By Melissa J. Anderson

Earlier this summer, the Boy Scouts of America ignited a firestorm of controversy after announcing a secret 11-member internal council had decided that openly gay scouts and troop leaders would not be welcome within the 102 year-old institution.

Two of the group’s board-members, Ernst & Young CEO Jim Turley and AT&T CEO Randall L. Stephenson, both spoke out against the policy and announced they would work to turn the decision around internally.

The response by National President Wayne Perry and Chief Scout Executive Robert Mazzuca was clear – they don’t expect change anytime soon. The Huffington Post reported:

“The Boy Scouts of America respects the opinions of our board members and are thankful for their leadership,” the statement said. “While we have supporters and board members with different viewpoints on this issue, and who may choose a different direction for their organizations, we believe that good people can personally disagree on this topic and still work together.”

The statement says a lot about how the BSA leadership sees the situation: an abstract conflict of ideas, one over which people are invited to politely agree to disagree. What they don’t grasp is the real affect it has on the organization’s membership. They are, in essence, telling boys across the country that not only is being gay not okay, but inclusion is not a core value of the group. While even the military has put an end to Don’t Ask Don’t Tell, the Boy Scouts has new implemented its own insidious brand of the policy.

But the involvement of Turley and Stephenson has brought another issue to light – how can (or should) leaders embody the values of their organizations outside the corporate space?

Leaders as Change Agents

If a senior leader seeks to be an agent of change within their company, how important and visible are their actions within the company?

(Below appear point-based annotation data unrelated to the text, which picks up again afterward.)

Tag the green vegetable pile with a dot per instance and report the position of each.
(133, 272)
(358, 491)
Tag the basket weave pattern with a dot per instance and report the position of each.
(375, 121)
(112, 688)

Turley, whose firm Ernst & Young has consistently received a 100 percent rating on the Human Rights Index, gave a statement following the BSA’s policy announcement that he hoped to change the organization’s stance on inclusion. GLAAD reported:

“My experience has led me to believe that an inclusive environment is important throughout our society and I am proud to be a leader on this issue. I support the meaningful work of the Boy Scouts in preparing young people for adventure, leadership, learning and service, however the membership policy is not one I would personally endorse. As I have done in leading Ernst & Young to being a most inclusive organization, I intend to continue to work from within the BSA Board to actively encourage dialogue and sustainable progress.”

By coming out strong on this issue, Turley is living up to his values. But is it enough to simply release a statement about the potential for change? What else can leaders do to show their devotion to inclusion?

Corporate Philanthropy

While making statements is one thing, one way to measure support for inclusion is to see where companies dedicate their dollars. Recently, Intel said it would no longer fund the BSA because of its discriminatory policy. Previously, the organization had donated up to $700,000 per year to individual Boy Scout troops and Councils based on an employee volunteer matching program.

Intel Chief Diversity Officer Rosalind Hudnell told ThinkProgress:

“In an effort to recognize our employees commitment to the communities we call home, Intel expanded its volunteer matching grants program in 2009.  Through it, Intel matches the amount of time employees’ volunteer with non-profits with dollars from the Intel Foundation. Due to significant growth in the number of organizations funded, earlier this year we revisited our policies associated with the program, and applied new rigor that requires any organization to confirm that it adheres to Intel’s anti-discrimination policy in order to receive funding.”

Intel can still provide funds to individual troops, but only those that have disavowed the BSA’s discriminatory national policy. The Boy Scouts is a popular organization, and this policy is bound to be unpopular with some Intel employees who support the group, regardless of whether they support the discriminatory policy against LGBT scouts and troop leaders. But by sticking to its principles, Intel and its leadership are sending a clear message about the importance of inclusion, to the company’s employees, potential employees, customers and clients, and society at large.